Design Decisions
Key architectural decisions made during the development of ModelSDK Go, with rationale and trade-offs.
Pure Go SQLite (No CGO)
Decision: Use modernc.org/sqlite instead of mattn/go-sqlite3.
Rationale: mattn/go-sqlite3 requires CGO and a C compiler, complicating cross-compilation and deployment. The pure Go implementation works on all platforms without external dependencies.
Trade-off: Slightly lower SQLite performance compared to the C implementation. In practice, MPR files are small enough that this is not measurable.
BSON with MongoDB Driver
Decision: Use go.mongodb.org/mongo-driver for BSON parsing.
Rationale: Mendix stores model elements as BSON documents. The MongoDB Go driver provides a mature, well-tested BSON implementation. No actual MongoDB connection is needed – only the BSON codec is used.
SQL-Like DSL (MDL)
Decision: Create a custom SQL-like language instead of using JSON, YAML, or a general-purpose language.
Rationale:
- SQL is familiar to most developers
- LLMs generate SQL-like syntax with high accuracy
- 5-10x more token-efficient than JSON representations
- Human-readable diffs are easier to review than binary or JSON changes
- High information density for scanning microflow logic
Trade-off: Requires building and maintaining a custom parser (ANTLR4).
ANTLR4 for Parsing
Decision: Use ANTLR4 instead of hand-written parser or Go-native parser generators.
Rationale:
- Grammar is shareable across languages (Go, TypeScript, Java, Python)
- Well-defined grammar file serves as the language specification
- Rich tooling for grammar debugging and visualization
- Generated parser handles error recovery automatically
Trade-off: ANTLR4 Go target generates large files. Regeneration requires the ANTLR4 tool (make grammar).
Storage Names in BSON
Decision: Always use storageName (not qualifiedName) for the $Type field in BSON.
Rationale: Studio Pro uses storage names internally. Using qualified names causes TypeCacheUnknownTypeException. The two names are often identical, but critical exceptions exist (e.g., DomainModels$Entity vs DomainModels$EntityImpl).
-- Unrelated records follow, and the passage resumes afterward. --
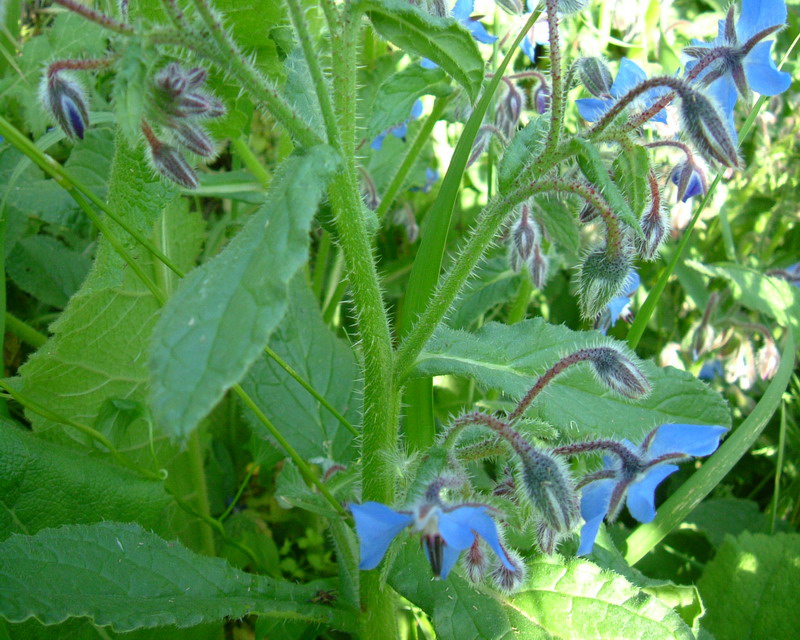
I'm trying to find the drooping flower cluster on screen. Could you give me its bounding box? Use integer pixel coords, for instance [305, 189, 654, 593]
[350, 345, 727, 591]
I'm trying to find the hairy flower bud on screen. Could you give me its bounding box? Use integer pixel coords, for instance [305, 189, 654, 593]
[171, 120, 214, 158]
[681, 89, 739, 167]
[518, 447, 578, 534]
[578, 247, 631, 319]
[589, 347, 652, 400]
[528, 242, 550, 289]
[511, 202, 537, 264]
[577, 58, 614, 98]
[41, 71, 89, 140]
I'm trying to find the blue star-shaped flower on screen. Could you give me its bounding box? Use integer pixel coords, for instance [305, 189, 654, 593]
[686, 0, 792, 107]
[578, 424, 727, 555]
[350, 502, 516, 578]
[575, 58, 669, 123]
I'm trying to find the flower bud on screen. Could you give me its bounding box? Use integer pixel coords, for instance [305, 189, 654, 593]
[494, 81, 525, 138]
[142, 122, 199, 189]
[528, 242, 550, 289]
[533, 84, 550, 115]
[681, 89, 739, 167]
[578, 247, 631, 319]
[41, 71, 89, 140]
[490, 549, 528, 594]
[589, 347, 652, 400]
[756, 338, 781, 380]
[634, 198, 671, 261]
[463, 536, 490, 583]
[171, 120, 214, 158]
[511, 203, 537, 271]
[577, 58, 614, 98]
[517, 447, 578, 534]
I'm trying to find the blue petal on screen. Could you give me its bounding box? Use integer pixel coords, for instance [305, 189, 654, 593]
[705, 74, 739, 145]
[439, 506, 514, 571]
[611, 58, 647, 98]
[578, 478, 616, 556]
[451, 0, 475, 22]
[464, 20, 497, 44]
[391, 122, 408, 140]
[647, 424, 727, 460]
[575, 98, 614, 122]
[628, 464, 678, 522]
[744, 40, 792, 96]
[439, 544, 461, 580]
[350, 502, 414, 569]
[736, 0, 786, 44]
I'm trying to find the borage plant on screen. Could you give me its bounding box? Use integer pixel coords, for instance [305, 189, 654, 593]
[0, 0, 793, 640]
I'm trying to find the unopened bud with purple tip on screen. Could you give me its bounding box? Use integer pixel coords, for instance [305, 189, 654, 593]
[41, 71, 89, 140]
[517, 447, 578, 548]
[142, 122, 199, 189]
[578, 247, 631, 319]
[670, 160, 708, 202]
[681, 90, 739, 167]
[588, 347, 652, 400]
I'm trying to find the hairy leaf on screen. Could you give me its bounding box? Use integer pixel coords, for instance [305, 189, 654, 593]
[353, 0, 483, 102]
[242, 274, 361, 462]
[150, 147, 337, 438]
[0, 419, 170, 539]
[0, 522, 350, 631]
[414, 318, 730, 442]
[389, 543, 694, 640]
[698, 533, 800, 640]
[367, 65, 453, 139]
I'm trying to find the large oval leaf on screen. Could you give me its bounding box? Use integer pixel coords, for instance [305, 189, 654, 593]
[353, 0, 484, 102]
[413, 318, 730, 442]
[150, 147, 337, 437]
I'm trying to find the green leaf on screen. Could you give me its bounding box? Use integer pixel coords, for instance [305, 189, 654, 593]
[497, 115, 550, 192]
[367, 65, 453, 139]
[575, 138, 642, 236]
[242, 274, 361, 462]
[352, 0, 484, 102]
[698, 533, 800, 640]
[389, 544, 694, 640]
[6, 236, 92, 309]
[413, 318, 730, 442]
[150, 147, 337, 438]
[447, 256, 520, 329]
[111, 38, 156, 145]
[0, 418, 171, 539]
[681, 498, 782, 548]
[611, 145, 650, 218]
[14, 140, 209, 547]
[0, 522, 351, 631]
[534, 197, 581, 255]
[686, 260, 800, 339]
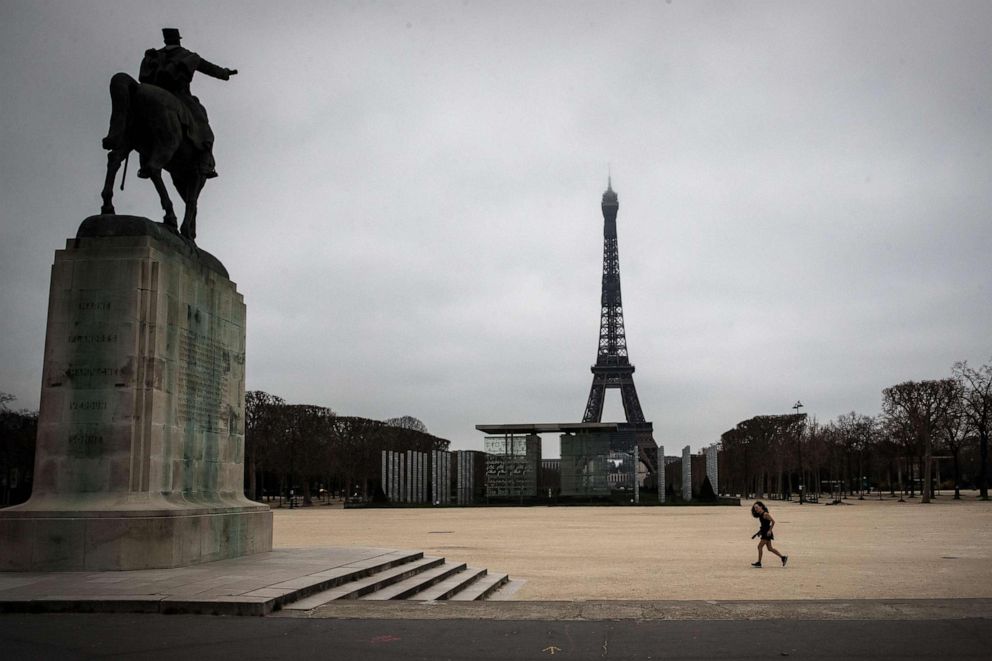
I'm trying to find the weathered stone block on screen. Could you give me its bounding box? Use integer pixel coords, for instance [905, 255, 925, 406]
[0, 216, 272, 571]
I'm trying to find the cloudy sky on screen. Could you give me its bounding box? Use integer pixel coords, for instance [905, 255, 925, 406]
[0, 0, 992, 455]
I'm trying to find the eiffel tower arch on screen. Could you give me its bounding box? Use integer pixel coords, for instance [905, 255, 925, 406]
[582, 178, 658, 472]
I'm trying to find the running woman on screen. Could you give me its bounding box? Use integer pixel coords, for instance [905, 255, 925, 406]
[751, 500, 789, 567]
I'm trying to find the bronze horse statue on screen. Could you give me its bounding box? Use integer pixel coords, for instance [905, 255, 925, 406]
[100, 73, 207, 241]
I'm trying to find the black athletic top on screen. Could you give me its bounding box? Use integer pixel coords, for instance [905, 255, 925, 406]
[758, 510, 772, 538]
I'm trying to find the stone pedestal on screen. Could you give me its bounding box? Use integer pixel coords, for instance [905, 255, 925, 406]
[0, 216, 272, 571]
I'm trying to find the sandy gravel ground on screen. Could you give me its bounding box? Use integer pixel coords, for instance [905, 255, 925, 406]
[274, 493, 992, 600]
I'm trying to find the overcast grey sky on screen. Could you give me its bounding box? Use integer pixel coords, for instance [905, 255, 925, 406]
[0, 0, 992, 455]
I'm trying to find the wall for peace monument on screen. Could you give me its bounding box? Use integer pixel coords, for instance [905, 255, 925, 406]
[0, 216, 272, 570]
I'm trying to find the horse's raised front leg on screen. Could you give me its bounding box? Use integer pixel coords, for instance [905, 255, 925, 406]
[148, 168, 178, 229]
[179, 174, 207, 241]
[100, 149, 128, 213]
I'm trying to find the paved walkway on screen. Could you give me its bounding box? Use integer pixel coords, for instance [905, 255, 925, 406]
[273, 492, 992, 601]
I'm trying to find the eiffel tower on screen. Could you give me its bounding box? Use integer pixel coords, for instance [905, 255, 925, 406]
[582, 177, 657, 471]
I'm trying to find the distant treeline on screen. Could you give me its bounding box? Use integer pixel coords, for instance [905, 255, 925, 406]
[245, 390, 450, 503]
[0, 392, 38, 507]
[719, 362, 992, 502]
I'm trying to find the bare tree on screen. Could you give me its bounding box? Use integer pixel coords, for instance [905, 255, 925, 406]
[939, 382, 970, 500]
[882, 379, 958, 503]
[245, 390, 286, 500]
[385, 415, 428, 434]
[952, 361, 992, 500]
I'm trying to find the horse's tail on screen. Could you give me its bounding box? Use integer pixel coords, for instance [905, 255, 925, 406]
[103, 72, 138, 150]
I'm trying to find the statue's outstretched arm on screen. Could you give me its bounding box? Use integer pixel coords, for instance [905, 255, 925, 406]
[196, 57, 238, 80]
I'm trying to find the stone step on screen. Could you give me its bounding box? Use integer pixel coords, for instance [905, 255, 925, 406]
[409, 567, 487, 601]
[283, 557, 444, 610]
[448, 574, 510, 601]
[361, 562, 465, 601]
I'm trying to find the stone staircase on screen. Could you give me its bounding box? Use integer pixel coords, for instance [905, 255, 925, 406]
[282, 551, 510, 610]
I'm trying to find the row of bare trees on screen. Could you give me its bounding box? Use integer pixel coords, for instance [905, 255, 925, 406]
[245, 390, 449, 504]
[720, 362, 992, 503]
[0, 392, 38, 507]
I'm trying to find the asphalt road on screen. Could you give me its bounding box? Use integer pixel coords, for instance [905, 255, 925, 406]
[0, 614, 992, 661]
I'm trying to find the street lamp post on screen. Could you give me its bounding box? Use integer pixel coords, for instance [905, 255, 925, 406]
[792, 400, 805, 505]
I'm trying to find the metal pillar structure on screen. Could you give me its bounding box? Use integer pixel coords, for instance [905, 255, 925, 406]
[582, 180, 658, 473]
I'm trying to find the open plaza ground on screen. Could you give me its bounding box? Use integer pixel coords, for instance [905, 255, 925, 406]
[274, 492, 992, 601]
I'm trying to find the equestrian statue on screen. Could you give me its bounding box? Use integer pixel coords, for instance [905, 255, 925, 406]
[100, 28, 238, 241]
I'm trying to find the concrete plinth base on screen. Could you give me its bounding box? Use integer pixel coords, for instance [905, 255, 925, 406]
[0, 216, 272, 571]
[0, 507, 272, 571]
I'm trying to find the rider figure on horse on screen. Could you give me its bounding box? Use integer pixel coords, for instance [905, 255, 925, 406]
[103, 28, 238, 179]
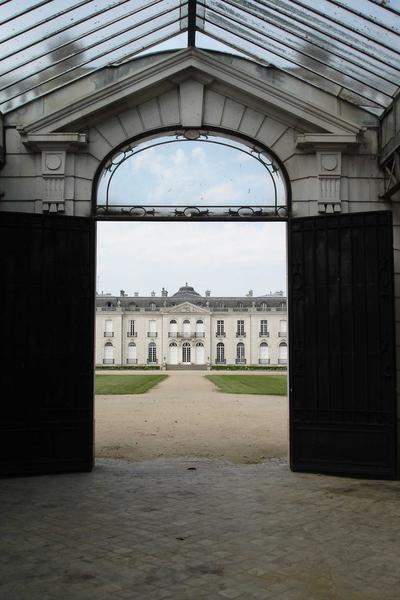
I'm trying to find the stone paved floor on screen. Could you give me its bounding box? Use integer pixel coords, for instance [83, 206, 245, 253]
[0, 459, 400, 600]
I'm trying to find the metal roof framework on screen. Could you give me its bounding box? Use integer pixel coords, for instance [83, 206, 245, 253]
[0, 0, 400, 115]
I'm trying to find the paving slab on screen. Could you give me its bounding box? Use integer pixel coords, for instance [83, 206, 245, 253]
[0, 459, 400, 600]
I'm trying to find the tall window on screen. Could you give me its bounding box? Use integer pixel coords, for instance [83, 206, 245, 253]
[236, 319, 244, 335]
[104, 319, 114, 336]
[216, 342, 225, 364]
[278, 342, 287, 365]
[182, 342, 191, 363]
[126, 342, 137, 365]
[147, 342, 157, 364]
[236, 342, 245, 363]
[103, 342, 114, 365]
[260, 319, 268, 335]
[183, 319, 190, 337]
[147, 320, 157, 337]
[258, 342, 269, 365]
[196, 319, 204, 337]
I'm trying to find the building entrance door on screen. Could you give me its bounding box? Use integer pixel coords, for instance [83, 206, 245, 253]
[169, 342, 178, 365]
[182, 342, 191, 365]
[196, 342, 205, 365]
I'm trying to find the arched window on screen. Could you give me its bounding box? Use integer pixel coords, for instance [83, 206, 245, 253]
[215, 342, 226, 365]
[126, 342, 137, 365]
[182, 342, 191, 364]
[97, 134, 286, 218]
[278, 342, 287, 365]
[258, 342, 269, 365]
[147, 342, 157, 365]
[169, 319, 178, 337]
[236, 342, 246, 365]
[103, 342, 114, 365]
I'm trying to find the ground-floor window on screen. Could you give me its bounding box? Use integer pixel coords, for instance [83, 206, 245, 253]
[182, 342, 191, 363]
[216, 342, 225, 364]
[196, 342, 205, 365]
[258, 342, 269, 365]
[147, 342, 157, 364]
[278, 342, 288, 365]
[126, 342, 137, 365]
[236, 342, 246, 364]
[103, 342, 114, 365]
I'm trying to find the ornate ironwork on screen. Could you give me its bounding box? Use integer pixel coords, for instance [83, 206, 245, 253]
[97, 129, 288, 220]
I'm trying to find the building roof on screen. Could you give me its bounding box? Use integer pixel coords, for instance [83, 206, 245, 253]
[171, 284, 201, 299]
[0, 0, 400, 114]
[96, 284, 286, 311]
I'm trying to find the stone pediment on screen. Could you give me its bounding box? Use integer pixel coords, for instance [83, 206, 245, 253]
[165, 302, 209, 314]
[21, 48, 360, 137]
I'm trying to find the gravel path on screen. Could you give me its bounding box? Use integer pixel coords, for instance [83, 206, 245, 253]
[96, 371, 288, 463]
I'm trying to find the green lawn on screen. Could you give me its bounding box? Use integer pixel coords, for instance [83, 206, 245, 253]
[206, 375, 287, 396]
[96, 375, 168, 395]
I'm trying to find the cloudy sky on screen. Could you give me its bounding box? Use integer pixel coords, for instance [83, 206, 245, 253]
[97, 222, 286, 296]
[97, 135, 286, 296]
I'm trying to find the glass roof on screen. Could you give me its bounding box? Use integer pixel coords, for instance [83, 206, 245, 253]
[0, 0, 400, 114]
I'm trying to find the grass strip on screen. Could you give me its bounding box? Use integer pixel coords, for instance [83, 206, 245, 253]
[206, 375, 287, 396]
[96, 375, 168, 395]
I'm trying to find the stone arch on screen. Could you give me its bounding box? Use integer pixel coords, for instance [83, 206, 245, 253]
[89, 127, 292, 215]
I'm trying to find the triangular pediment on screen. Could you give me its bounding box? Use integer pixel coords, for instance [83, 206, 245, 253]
[22, 48, 360, 134]
[165, 302, 209, 314]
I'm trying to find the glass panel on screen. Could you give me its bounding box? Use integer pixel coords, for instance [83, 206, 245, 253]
[205, 0, 396, 107]
[0, 0, 178, 78]
[315, 0, 400, 38]
[0, 9, 184, 111]
[97, 130, 286, 218]
[222, 0, 399, 88]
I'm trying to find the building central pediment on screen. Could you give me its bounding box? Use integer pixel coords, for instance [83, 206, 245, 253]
[165, 302, 210, 314]
[18, 49, 359, 135]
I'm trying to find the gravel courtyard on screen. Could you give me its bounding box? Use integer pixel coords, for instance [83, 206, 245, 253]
[96, 371, 288, 463]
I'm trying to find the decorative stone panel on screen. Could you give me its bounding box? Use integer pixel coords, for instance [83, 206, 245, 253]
[42, 150, 66, 213]
[317, 150, 342, 213]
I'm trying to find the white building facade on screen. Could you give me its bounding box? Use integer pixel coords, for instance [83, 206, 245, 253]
[96, 285, 288, 369]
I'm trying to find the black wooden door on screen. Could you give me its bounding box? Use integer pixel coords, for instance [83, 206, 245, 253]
[0, 213, 95, 476]
[289, 211, 396, 478]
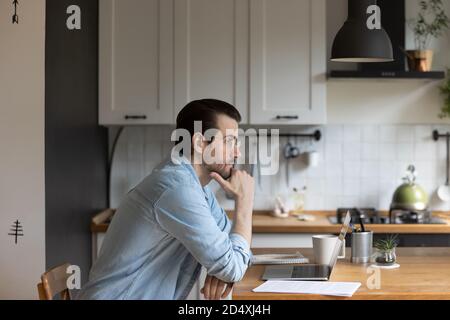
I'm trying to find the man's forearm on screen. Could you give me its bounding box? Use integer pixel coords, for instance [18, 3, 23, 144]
[233, 200, 253, 246]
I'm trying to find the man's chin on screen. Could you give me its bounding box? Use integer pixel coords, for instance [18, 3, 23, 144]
[212, 165, 233, 180]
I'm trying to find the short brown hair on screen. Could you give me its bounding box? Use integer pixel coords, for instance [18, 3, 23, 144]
[177, 99, 242, 137]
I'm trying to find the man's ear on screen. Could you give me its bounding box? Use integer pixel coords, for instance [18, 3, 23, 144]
[192, 132, 204, 153]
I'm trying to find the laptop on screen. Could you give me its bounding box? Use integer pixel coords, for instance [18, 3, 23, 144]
[262, 212, 351, 281]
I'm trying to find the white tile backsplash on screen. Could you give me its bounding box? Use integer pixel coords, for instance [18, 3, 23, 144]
[111, 125, 450, 210]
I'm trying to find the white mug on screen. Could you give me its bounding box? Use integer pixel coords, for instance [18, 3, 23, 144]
[305, 151, 320, 168]
[313, 235, 345, 265]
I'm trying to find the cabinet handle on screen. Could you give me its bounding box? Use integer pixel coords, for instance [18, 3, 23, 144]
[277, 116, 298, 120]
[125, 115, 147, 120]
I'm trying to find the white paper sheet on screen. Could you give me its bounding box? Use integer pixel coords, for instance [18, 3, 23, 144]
[253, 280, 361, 297]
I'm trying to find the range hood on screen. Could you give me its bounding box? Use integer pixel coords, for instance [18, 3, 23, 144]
[329, 0, 445, 79]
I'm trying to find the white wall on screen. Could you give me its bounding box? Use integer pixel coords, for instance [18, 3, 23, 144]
[327, 0, 450, 124]
[0, 0, 45, 299]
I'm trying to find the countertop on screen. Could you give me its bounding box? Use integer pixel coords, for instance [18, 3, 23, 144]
[233, 248, 450, 300]
[91, 209, 450, 234]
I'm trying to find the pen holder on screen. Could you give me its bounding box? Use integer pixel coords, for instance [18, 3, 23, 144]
[351, 231, 373, 263]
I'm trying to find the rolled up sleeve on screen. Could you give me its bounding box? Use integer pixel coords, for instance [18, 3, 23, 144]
[154, 186, 251, 282]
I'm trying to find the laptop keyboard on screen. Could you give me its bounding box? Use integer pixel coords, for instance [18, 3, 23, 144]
[292, 265, 330, 278]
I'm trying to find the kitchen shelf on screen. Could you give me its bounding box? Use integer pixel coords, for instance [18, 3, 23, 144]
[328, 70, 445, 80]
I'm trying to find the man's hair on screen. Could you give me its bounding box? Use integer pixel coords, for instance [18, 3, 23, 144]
[177, 99, 242, 137]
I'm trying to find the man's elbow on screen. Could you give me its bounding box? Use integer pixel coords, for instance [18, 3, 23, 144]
[208, 254, 248, 283]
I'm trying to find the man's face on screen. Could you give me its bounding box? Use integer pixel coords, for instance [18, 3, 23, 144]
[203, 115, 241, 179]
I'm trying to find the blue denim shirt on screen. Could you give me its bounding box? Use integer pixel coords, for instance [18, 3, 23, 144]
[77, 160, 251, 300]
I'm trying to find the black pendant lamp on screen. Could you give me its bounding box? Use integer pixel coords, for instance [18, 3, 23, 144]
[331, 0, 394, 62]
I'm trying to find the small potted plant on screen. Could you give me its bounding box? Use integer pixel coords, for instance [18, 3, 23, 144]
[406, 0, 450, 72]
[439, 69, 450, 119]
[374, 235, 398, 266]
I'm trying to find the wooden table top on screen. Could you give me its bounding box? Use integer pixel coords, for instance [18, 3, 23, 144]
[91, 209, 450, 234]
[233, 248, 450, 300]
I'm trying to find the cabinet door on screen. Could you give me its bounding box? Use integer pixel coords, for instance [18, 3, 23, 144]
[250, 0, 326, 125]
[99, 0, 174, 125]
[175, 0, 249, 123]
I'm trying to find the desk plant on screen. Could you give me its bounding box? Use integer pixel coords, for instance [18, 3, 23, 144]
[374, 235, 398, 266]
[439, 69, 450, 119]
[407, 0, 450, 72]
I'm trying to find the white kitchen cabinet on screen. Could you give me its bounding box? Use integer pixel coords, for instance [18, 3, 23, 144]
[175, 0, 249, 123]
[100, 0, 326, 125]
[99, 0, 174, 125]
[250, 0, 327, 125]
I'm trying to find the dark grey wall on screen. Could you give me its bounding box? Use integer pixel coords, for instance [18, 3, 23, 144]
[45, 0, 108, 283]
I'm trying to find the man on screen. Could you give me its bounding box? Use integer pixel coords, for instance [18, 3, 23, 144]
[78, 99, 254, 300]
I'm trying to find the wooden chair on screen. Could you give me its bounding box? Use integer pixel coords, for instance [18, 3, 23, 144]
[37, 263, 71, 300]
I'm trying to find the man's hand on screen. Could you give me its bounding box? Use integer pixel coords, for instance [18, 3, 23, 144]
[200, 276, 234, 300]
[210, 169, 255, 202]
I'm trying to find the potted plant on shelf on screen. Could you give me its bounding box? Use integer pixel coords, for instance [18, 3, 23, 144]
[439, 69, 450, 119]
[374, 235, 398, 266]
[406, 0, 450, 72]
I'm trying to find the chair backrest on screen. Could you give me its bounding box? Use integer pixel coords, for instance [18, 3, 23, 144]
[37, 263, 71, 300]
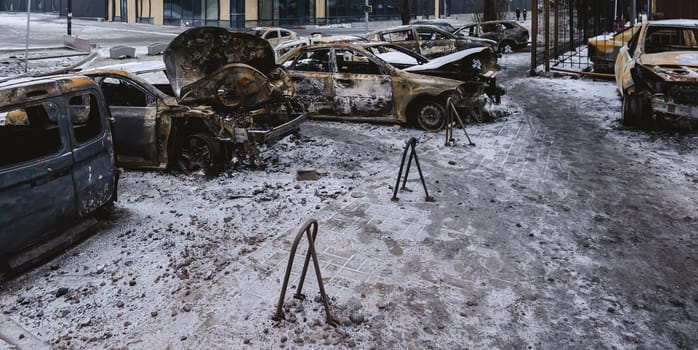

Inverted Association Pointer Names
Decision: Preserve Mendix’s counter-intuitive naming where ParentPointer points to the FROM entity and ChildPointer points to the TO entity.
Rationale: Changing the field names would create a mapping layer that hides the actual BSON structure, making debugging harder. By keeping the original names, developers can directly compare Go structs with raw BSON output.
Trade-off: Every developer working with associations must learn the inverted semantics. Documentation and comments are essential.
Embedded Widget Templates
Decision: Embed a single conservative baseline template per widget (from the oldest supported Mendix version) and use runtime augmentation from the project’s .mpk files to adapt to version differences.
Rationale: Pluggable widgets require exact property schemas that change between Mendix versions. The Gallery widget, for example, has 23 properties in Mendix 10.24 but 33 in 11.6.3. Rather than shipping multiple templates per version, a single baseline works because:
- Augmentation adds missing properties: If the project’s
.mpkdeclares properties not in the template, they are cloned from type-matching exemplars or created from scratch. - Augmentation removes stale properties: Properties in the template but absent from the
.mpkare stripped, preventing CE0463. - The baseline must be the oldest supported version: A newer baseline may have structural changes that augmentation cannot reverse (different property types, different nesting). An older baseline is safe because augmentation only needs to add/remove properties, not restructure them.
Trade-off: The augmentation system handles property-level drift (added/removed properties) but cannot fix structural changes (renamed types, changed nesting depth). If a widget undergoes a major schema overhaul between versions, a version-specific template may be needed.
See Widget Template System and Pluggable Widget Engine for implementation details.
Catalog as SQLite
Decision: Use an in-memory SQLite database for the project metadata catalog.
Rationale: SQLite provides indexing, FTS5 full-text search, and standard SQL querying without any external dependency. The catalog is rebuilt from the MPR on each session, so persistence is not needed.
Fluent API Layer
Decision: Provide both a low-level SDK (direct struct construction) and a high-level fluent API (api/ package).
Rationale: The low-level SDK gives full control over BSON structure, which is needed for complex operations. The fluent API reduces boilerplate for common tasks and makes test code more readable.
Trade-off: Two API surfaces to maintain and document.